With her, as in all true love worthy of the name, she wished to get nothing; the desire, the insatiable desire, to give was paramount, with no rival feeling near its throne. There was no coquetry of concealment in her words or manner. When this man asked her to be his wife she took him tenderly by the hand and placed before him all the reasons why she was not worthy of him.
She was, she told him, older than he by many years. She was a widow. She had suffered long ill-health, was not now quite recovered, and had been cautioned by the doctors that her extraordinary respite from helplessness might be ended any moment. She could never hope to be an active woman again. She could not go about with him as his wife should. He was a young man. A man of five-and-thirty was young enough to marry a girl thirty years younger than she was. He had told her he had found a wonderful plant in South America, a plant which would yield a fibre of inestimable value, a fibre that one day might be expected to supersede cotton and wool. He had told her that as soon as he had secured his patent and got up a company he should be one of the richest men in England, in the world. Why should he, whose star was rising, link himself to her, whose star was sinking fast, who could not hope to live very long, and who must not expect that even the short span allowed to her would be unbroken by a return of infirmity and helplessness?

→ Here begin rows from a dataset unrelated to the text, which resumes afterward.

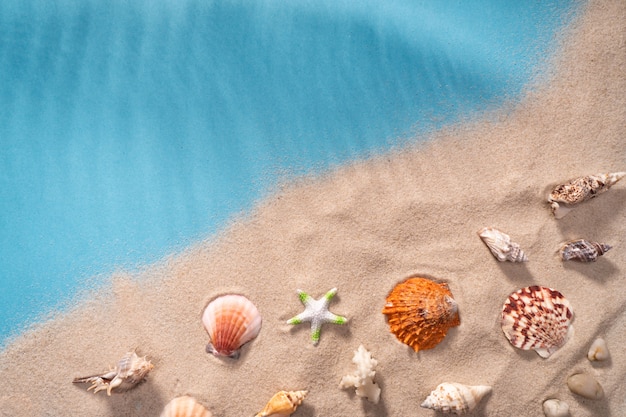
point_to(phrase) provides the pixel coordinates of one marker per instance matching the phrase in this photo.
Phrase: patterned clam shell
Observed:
(231, 321)
(583, 250)
(420, 312)
(537, 318)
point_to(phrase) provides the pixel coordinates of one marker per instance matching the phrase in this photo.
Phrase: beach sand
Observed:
(362, 228)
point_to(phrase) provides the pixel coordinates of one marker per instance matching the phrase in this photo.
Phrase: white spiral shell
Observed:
(454, 398)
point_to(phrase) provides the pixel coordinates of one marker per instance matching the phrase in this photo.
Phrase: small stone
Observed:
(598, 350)
(586, 386)
(555, 408)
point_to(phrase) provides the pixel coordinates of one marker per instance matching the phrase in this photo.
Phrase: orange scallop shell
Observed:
(420, 312)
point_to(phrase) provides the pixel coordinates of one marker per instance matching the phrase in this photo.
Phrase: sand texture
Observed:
(363, 228)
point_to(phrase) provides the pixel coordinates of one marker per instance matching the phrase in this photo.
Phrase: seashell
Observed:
(185, 406)
(586, 386)
(130, 371)
(565, 197)
(598, 350)
(283, 404)
(555, 408)
(420, 312)
(501, 246)
(453, 398)
(583, 250)
(231, 321)
(537, 318)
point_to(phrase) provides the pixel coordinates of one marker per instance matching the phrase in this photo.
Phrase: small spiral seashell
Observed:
(453, 398)
(185, 406)
(501, 246)
(564, 197)
(420, 312)
(283, 404)
(231, 321)
(583, 250)
(537, 318)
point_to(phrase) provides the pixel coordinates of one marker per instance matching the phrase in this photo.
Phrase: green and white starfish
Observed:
(316, 312)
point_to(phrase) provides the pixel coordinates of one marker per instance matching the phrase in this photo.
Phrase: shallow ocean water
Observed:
(131, 129)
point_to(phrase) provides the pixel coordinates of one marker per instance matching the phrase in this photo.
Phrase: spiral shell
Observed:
(564, 197)
(453, 398)
(231, 321)
(420, 312)
(537, 318)
(501, 246)
(185, 406)
(282, 404)
(583, 250)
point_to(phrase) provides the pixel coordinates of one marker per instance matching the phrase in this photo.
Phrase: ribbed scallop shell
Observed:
(583, 250)
(537, 318)
(185, 406)
(501, 246)
(564, 196)
(420, 312)
(283, 404)
(231, 321)
(453, 398)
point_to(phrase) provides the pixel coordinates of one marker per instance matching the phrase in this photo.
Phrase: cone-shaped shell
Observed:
(565, 196)
(283, 404)
(185, 407)
(537, 318)
(583, 250)
(453, 398)
(501, 247)
(420, 312)
(231, 321)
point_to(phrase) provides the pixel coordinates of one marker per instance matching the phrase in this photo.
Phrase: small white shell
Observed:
(185, 406)
(586, 386)
(598, 351)
(501, 246)
(555, 408)
(453, 398)
(231, 321)
(537, 318)
(564, 197)
(583, 250)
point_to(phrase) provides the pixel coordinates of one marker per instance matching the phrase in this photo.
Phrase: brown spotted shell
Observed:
(420, 312)
(537, 318)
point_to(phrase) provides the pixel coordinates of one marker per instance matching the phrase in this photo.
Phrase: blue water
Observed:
(130, 129)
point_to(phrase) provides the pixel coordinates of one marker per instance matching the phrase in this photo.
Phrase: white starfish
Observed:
(316, 312)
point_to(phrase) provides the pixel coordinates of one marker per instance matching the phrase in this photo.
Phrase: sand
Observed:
(362, 228)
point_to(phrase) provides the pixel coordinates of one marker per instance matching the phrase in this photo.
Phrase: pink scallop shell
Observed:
(537, 318)
(231, 321)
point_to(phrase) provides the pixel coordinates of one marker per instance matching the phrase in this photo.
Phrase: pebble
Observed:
(586, 386)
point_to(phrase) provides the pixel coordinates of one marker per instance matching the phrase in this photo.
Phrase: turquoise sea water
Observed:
(130, 129)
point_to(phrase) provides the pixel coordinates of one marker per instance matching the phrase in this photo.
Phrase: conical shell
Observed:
(501, 246)
(420, 312)
(185, 407)
(537, 318)
(453, 398)
(564, 196)
(283, 404)
(583, 250)
(231, 321)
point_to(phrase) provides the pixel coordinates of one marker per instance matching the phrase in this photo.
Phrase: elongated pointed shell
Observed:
(453, 398)
(185, 407)
(565, 196)
(501, 246)
(583, 250)
(537, 318)
(283, 404)
(231, 321)
(420, 312)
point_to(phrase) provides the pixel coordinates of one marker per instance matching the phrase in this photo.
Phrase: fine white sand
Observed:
(362, 229)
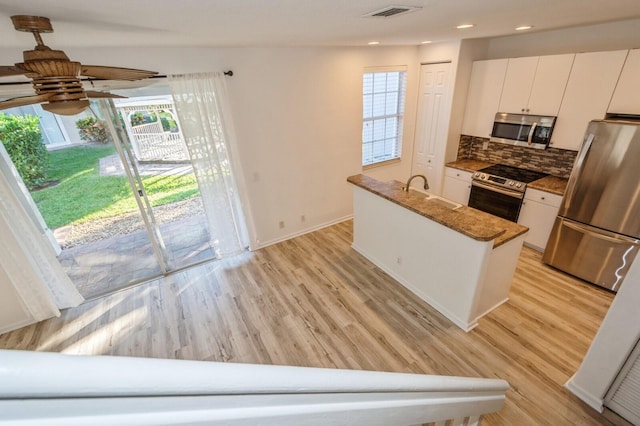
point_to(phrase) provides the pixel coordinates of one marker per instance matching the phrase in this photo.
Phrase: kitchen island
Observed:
(459, 260)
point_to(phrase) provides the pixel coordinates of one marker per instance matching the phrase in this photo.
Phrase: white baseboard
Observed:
(450, 316)
(587, 397)
(263, 244)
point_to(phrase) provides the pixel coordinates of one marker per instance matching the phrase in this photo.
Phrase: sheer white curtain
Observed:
(205, 119)
(27, 258)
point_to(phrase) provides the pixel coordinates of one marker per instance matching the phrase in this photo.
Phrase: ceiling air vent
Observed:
(391, 11)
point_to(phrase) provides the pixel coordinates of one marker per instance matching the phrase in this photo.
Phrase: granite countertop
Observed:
(473, 223)
(553, 184)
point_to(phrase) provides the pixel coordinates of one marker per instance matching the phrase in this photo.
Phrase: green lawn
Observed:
(83, 195)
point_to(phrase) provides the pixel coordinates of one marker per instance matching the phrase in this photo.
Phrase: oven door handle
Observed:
(531, 132)
(514, 194)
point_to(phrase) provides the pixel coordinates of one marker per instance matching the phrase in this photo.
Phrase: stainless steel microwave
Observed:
(533, 131)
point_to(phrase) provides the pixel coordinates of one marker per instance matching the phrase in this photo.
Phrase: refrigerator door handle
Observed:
(602, 235)
(577, 166)
(531, 132)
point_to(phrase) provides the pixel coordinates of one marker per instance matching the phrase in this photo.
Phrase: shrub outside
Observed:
(22, 138)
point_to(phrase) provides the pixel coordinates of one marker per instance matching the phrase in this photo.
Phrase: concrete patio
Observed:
(115, 262)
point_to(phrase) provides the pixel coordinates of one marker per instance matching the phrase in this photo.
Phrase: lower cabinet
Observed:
(457, 185)
(539, 211)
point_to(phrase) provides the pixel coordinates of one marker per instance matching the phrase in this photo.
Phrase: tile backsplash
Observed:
(557, 162)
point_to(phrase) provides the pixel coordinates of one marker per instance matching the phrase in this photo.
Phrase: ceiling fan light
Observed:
(66, 107)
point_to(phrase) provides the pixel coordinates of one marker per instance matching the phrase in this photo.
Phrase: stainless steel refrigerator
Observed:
(597, 232)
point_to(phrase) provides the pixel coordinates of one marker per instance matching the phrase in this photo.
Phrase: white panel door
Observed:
(433, 124)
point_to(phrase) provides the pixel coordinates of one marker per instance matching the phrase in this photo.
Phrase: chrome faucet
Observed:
(426, 185)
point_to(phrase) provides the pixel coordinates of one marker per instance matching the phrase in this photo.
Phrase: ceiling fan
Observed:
(55, 78)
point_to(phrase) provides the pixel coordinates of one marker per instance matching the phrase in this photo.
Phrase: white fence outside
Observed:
(150, 141)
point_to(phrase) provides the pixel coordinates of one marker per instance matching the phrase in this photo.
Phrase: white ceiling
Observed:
(79, 23)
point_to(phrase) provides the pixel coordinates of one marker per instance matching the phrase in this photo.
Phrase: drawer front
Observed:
(543, 197)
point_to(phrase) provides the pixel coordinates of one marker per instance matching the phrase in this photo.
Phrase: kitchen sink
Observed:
(452, 205)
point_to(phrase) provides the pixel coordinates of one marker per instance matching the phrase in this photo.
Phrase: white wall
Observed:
(298, 119)
(614, 341)
(590, 38)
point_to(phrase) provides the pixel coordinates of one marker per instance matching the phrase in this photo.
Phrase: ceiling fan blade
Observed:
(98, 95)
(8, 70)
(23, 100)
(115, 73)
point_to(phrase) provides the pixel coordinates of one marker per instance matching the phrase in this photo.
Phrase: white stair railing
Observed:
(39, 388)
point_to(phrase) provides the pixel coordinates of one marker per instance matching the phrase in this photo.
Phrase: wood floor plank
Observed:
(313, 301)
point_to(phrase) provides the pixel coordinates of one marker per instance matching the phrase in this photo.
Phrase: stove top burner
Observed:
(505, 176)
(513, 173)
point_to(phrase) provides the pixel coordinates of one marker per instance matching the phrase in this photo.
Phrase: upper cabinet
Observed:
(535, 85)
(483, 97)
(591, 83)
(625, 98)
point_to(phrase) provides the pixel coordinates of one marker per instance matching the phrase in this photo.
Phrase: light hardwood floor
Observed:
(313, 301)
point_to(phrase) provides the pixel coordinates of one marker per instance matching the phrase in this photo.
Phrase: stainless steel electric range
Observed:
(499, 189)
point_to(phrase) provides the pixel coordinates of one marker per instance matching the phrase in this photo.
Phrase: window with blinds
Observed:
(383, 110)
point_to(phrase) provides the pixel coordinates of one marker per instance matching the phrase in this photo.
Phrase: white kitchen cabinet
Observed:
(625, 98)
(591, 84)
(535, 85)
(538, 213)
(483, 97)
(457, 185)
(549, 84)
(518, 82)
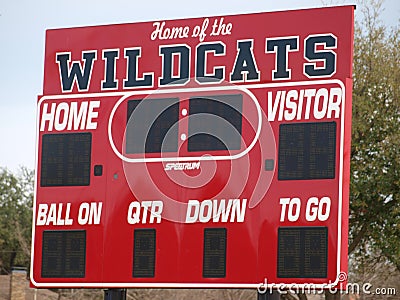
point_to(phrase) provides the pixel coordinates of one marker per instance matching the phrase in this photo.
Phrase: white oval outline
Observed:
(186, 158)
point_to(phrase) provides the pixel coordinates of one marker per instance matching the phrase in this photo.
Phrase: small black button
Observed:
(98, 170)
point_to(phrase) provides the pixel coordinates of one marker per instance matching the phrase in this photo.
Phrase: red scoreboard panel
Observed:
(205, 152)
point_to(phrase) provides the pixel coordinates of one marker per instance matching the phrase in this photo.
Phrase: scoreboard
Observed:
(204, 152)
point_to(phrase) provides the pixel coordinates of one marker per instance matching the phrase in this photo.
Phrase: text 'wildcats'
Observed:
(176, 61)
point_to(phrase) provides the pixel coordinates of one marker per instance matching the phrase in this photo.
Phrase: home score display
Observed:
(204, 152)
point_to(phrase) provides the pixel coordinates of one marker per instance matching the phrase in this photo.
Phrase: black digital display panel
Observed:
(64, 254)
(214, 256)
(215, 123)
(152, 125)
(66, 159)
(307, 151)
(144, 255)
(302, 252)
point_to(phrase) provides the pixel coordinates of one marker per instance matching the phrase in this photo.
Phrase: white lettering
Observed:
(137, 212)
(304, 104)
(70, 116)
(216, 211)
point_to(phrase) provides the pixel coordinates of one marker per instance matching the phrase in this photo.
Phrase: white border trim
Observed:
(244, 88)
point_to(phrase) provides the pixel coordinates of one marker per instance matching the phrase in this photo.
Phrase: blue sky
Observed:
(22, 30)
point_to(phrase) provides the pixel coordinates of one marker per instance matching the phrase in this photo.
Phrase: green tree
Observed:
(16, 194)
(375, 162)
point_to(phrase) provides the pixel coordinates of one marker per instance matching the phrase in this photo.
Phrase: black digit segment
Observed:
(152, 126)
(144, 255)
(307, 151)
(214, 257)
(64, 254)
(66, 159)
(302, 252)
(215, 123)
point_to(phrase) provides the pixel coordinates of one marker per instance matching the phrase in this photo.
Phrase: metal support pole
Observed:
(115, 294)
(268, 295)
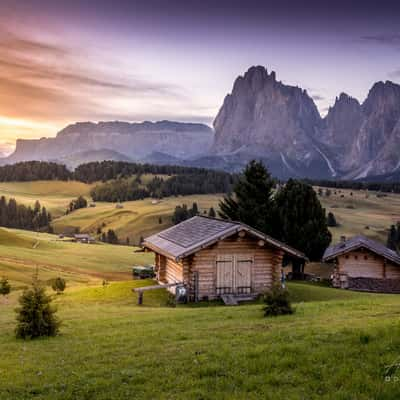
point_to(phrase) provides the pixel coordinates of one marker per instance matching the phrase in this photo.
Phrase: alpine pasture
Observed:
(338, 344)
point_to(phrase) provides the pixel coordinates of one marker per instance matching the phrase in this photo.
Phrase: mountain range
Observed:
(261, 118)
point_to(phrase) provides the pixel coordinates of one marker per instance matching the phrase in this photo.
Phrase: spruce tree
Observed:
(211, 212)
(252, 199)
(59, 285)
(331, 220)
(392, 240)
(36, 316)
(300, 220)
(5, 287)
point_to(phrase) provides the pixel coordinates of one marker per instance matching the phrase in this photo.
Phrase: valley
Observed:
(356, 211)
(148, 345)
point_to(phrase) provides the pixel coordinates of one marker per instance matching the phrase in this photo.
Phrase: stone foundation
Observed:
(374, 285)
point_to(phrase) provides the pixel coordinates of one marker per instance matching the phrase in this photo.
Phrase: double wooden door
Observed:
(233, 274)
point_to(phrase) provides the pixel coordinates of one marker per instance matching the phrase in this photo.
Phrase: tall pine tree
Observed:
(252, 199)
(300, 220)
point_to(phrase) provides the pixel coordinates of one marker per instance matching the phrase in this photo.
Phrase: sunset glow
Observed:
(134, 62)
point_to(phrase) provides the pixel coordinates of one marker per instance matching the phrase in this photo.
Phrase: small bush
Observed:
(5, 287)
(277, 302)
(36, 315)
(171, 300)
(59, 285)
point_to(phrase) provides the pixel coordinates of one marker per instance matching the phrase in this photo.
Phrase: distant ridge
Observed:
(261, 118)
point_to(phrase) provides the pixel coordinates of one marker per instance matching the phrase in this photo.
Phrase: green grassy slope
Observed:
(140, 218)
(137, 218)
(354, 213)
(54, 195)
(336, 346)
(22, 253)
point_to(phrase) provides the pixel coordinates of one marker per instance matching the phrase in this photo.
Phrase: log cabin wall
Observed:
(265, 261)
(364, 263)
(392, 271)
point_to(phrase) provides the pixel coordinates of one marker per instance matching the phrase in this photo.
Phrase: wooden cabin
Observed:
(363, 264)
(214, 257)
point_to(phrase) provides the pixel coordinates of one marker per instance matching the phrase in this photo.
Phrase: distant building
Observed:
(84, 238)
(364, 264)
(215, 258)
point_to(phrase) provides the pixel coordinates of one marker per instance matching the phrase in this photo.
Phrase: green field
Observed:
(140, 218)
(23, 253)
(54, 195)
(135, 219)
(362, 213)
(336, 346)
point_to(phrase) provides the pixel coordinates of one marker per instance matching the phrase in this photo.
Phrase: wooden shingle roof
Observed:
(199, 232)
(358, 242)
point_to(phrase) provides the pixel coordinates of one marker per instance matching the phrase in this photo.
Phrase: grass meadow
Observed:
(337, 345)
(357, 212)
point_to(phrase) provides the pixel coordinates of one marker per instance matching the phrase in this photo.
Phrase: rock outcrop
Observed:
(263, 118)
(134, 141)
(266, 119)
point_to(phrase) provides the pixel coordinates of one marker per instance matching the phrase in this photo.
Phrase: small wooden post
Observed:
(140, 298)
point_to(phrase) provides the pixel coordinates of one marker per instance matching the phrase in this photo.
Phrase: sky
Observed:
(68, 61)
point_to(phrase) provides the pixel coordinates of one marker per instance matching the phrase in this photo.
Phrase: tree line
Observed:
(19, 216)
(107, 170)
(128, 189)
(386, 187)
(34, 171)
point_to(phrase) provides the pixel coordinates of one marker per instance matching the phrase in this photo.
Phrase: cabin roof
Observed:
(82, 236)
(357, 242)
(199, 232)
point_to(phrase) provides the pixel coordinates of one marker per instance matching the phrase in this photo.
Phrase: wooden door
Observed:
(243, 267)
(225, 274)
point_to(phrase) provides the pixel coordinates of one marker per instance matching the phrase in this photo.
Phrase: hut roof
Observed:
(357, 242)
(199, 232)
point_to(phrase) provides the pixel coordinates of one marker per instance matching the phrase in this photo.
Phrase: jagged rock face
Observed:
(280, 124)
(132, 140)
(375, 150)
(266, 119)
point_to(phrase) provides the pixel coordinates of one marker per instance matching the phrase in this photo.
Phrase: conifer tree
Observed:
(211, 212)
(5, 287)
(59, 285)
(252, 202)
(393, 238)
(331, 220)
(36, 316)
(300, 220)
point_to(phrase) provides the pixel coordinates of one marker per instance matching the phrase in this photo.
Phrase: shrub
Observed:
(5, 287)
(171, 300)
(277, 302)
(59, 285)
(36, 315)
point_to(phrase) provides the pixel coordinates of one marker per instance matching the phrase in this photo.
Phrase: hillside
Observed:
(140, 218)
(135, 219)
(54, 195)
(22, 253)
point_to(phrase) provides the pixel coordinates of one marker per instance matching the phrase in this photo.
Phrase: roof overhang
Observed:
(234, 230)
(357, 246)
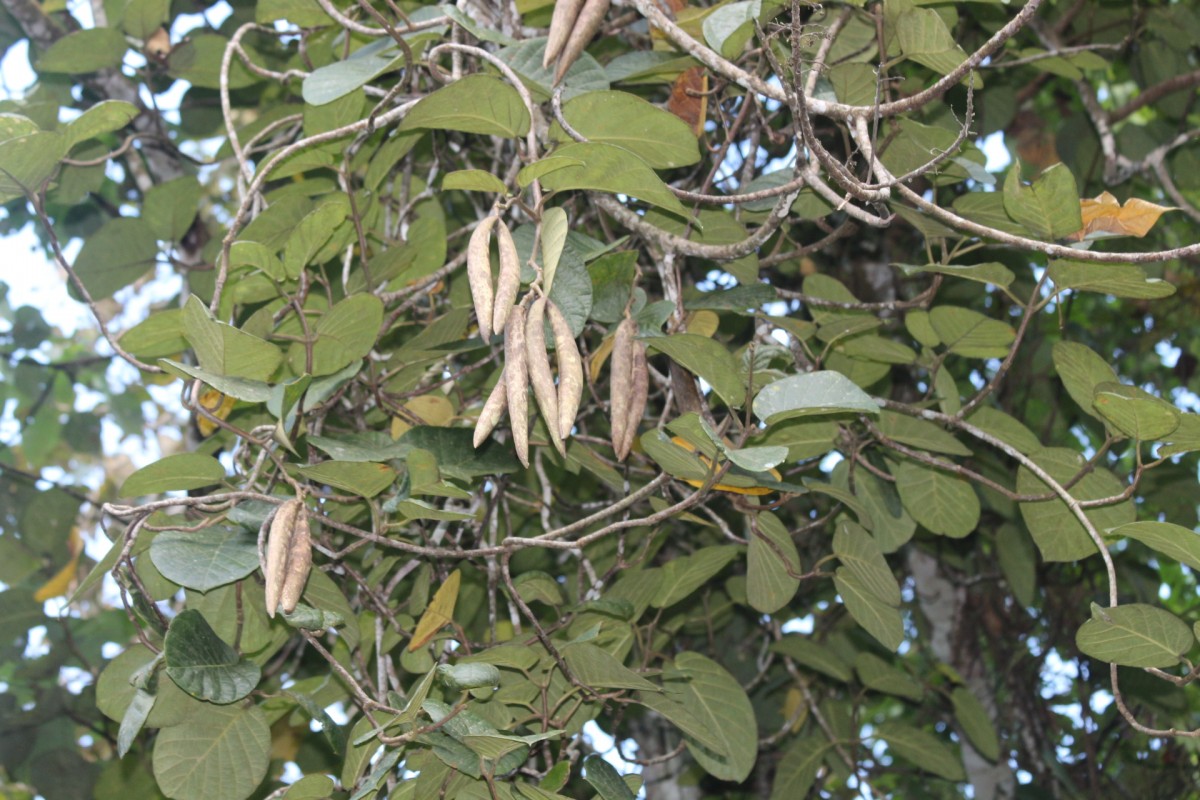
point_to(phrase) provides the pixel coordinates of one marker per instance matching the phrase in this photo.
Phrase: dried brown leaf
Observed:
(1104, 216)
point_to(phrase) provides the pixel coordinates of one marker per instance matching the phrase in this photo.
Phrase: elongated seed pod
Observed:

If he wanted money to carry out his great scheme, if he wanted not to share the harvest of his discovery with strangers, she was not without means, and every penny she could command was most heartily and humbly at his service.
He listened to her without any show of impatience, without a single interruption. When she had done he went on as though she had said nothing.
"I have everything on earth I want but one, and that one is more important to my happiness than all the rest put together. I want you for my wife. Will you marry me, Nellie?"
She smiled, and gazed at him out of eyes that told him he was unspeakably dear to her. "If you will have me you may," she said, and smiled again. Her husband had never in all their joint lives called her anything but Ellen. It touched her tender and confiding heart to be, as it were, drawn by that dear and familiar form of her name into the heart and nature of this man.
"I must and will," he said, and kissed her.